The El-P album that actually lines up with the 2000s continuum that I'm attempting to establish is 2007's I'll Sleep When You're Dead. Like Demon Days, it employs diverse guests in service of cross-genre experiments—members of El's immediate underground rap circle like Lif, Aesop Rock, Mr. Len, Cage, Tame One, Camu Tao, Slug, and Murs show up, but so do The Mars Volta, Chavez's Matt Sweeney, Glassjaw's Daryl Palumbo, Cat Power, and goddamn Trent Reznor and Atticus Ross. El's local identity is still a crucial component, from mentions of "Mayor Doomberg" to near-constant sonic callbacks to late '80s touchstones like Public Enemy and Boogie Down Productions, but it's married to a more fictitious framework. On "Habeas Corpses (Draconian Love)," for instance, El plays a guard on a prison-transport spacecraft that falls in love with one of his inmates.

It makes sense that independent rap acts like Deltron and El-P were able (and inspired) to address real-world turmoil by jumping down sci-fi rabbit holes.
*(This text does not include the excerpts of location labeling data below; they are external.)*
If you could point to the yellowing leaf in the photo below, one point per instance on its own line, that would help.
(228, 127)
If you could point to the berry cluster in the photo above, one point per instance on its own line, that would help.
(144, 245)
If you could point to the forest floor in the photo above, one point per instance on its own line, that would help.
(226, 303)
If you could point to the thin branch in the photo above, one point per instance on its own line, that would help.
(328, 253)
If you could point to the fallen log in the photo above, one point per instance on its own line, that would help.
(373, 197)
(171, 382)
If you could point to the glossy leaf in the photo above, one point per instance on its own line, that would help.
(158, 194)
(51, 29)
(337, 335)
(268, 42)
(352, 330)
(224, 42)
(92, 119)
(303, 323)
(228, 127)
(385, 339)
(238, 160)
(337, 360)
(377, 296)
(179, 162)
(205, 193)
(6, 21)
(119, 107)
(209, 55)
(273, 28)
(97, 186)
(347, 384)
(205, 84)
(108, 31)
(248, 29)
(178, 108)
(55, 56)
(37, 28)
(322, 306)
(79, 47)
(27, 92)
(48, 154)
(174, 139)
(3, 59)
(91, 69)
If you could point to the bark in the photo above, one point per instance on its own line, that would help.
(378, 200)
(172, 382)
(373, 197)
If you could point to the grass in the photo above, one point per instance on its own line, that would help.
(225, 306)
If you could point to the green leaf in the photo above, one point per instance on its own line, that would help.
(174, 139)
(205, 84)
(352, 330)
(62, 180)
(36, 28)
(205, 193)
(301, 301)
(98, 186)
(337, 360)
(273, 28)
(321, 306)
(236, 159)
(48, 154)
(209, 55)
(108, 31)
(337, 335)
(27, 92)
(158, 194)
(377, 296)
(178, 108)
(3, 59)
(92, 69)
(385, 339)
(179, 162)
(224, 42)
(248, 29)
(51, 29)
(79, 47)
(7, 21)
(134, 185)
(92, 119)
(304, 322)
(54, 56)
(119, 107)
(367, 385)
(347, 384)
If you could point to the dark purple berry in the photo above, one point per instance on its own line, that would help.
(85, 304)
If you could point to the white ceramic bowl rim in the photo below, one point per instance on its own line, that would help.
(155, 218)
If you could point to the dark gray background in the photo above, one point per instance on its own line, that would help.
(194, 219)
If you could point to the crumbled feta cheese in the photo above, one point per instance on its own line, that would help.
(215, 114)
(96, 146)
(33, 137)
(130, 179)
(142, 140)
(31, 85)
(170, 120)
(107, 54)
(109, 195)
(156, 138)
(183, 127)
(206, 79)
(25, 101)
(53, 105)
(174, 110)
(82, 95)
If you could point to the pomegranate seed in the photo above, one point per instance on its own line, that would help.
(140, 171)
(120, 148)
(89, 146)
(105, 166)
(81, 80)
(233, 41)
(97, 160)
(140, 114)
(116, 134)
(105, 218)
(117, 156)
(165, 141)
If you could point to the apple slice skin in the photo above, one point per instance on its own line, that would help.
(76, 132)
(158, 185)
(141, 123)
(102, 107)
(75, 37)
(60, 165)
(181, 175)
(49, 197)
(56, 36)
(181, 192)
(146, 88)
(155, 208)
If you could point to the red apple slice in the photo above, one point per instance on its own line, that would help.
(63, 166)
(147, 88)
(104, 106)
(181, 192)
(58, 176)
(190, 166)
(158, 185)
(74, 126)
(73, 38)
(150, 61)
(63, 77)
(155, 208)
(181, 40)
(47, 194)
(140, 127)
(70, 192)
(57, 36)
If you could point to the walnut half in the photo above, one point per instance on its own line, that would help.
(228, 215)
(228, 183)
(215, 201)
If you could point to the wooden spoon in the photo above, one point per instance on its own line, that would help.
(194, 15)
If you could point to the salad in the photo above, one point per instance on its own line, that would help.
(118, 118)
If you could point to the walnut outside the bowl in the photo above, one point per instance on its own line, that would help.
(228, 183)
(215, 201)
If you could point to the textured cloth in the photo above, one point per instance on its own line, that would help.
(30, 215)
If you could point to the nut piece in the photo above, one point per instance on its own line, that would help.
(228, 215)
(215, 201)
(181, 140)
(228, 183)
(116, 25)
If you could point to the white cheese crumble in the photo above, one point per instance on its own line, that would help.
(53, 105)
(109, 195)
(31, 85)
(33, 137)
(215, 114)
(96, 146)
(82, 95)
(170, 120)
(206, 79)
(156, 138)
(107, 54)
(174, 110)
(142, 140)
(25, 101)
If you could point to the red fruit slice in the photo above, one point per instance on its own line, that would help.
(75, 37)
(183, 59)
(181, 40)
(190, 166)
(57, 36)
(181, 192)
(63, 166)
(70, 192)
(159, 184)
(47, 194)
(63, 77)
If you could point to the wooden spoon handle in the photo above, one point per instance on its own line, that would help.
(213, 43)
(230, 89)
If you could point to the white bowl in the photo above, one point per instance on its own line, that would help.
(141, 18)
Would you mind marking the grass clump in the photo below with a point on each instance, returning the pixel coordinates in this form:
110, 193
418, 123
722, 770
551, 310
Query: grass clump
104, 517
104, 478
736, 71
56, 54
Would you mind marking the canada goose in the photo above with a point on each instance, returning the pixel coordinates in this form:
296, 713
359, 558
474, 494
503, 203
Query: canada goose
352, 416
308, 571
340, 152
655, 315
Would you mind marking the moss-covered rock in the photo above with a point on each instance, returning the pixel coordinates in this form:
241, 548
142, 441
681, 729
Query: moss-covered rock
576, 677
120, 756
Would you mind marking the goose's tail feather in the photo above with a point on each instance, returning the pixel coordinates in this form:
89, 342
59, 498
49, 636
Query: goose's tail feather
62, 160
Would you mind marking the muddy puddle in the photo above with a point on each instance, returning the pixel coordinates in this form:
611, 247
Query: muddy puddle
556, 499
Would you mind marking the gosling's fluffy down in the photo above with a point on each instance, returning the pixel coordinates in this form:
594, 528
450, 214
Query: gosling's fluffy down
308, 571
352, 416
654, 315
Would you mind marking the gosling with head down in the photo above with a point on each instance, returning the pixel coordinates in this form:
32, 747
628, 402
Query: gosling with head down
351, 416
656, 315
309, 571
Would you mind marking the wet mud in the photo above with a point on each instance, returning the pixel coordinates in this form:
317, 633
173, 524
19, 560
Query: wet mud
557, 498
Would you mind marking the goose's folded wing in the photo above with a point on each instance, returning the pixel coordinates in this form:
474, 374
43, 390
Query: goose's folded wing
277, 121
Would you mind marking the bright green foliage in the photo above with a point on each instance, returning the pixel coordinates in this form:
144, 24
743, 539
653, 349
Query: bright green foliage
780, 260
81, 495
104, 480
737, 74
The fact that this aesthetic spilled over into the mainstream is more surprising. Given his success with Blur, Damon Albarn essentially had carte blanche when he inked Gorillaz' contracts with Parlophone in the UK and Virgin in the US, further reinforced by the unexpected commercial performance of the 2001 debut album.

~~

In 2006, Demon Days producer Danger Mouse joined forces with Atlanta singer/rapper Cee-Lo Green, a veteran of the beloved group Goodie Mob who had recently released a couple of unsuccessful solo albums. Neither one was a household name, but once a demo of a collaboration called "Crazy" started gathering buzz, the duo were quickly scooped up by Downtown Records. Released under the moniker Gnarls Barkley, "Crazy" became (I would argue) the iconic song of Summer 2006. It may have only finished at #7 on Billboard's year-end list of singles, but it charted in 24 countries, and its nine-week reign at the top of the UK Singles Chart made it the country's longest-tenured #1 in over a decade.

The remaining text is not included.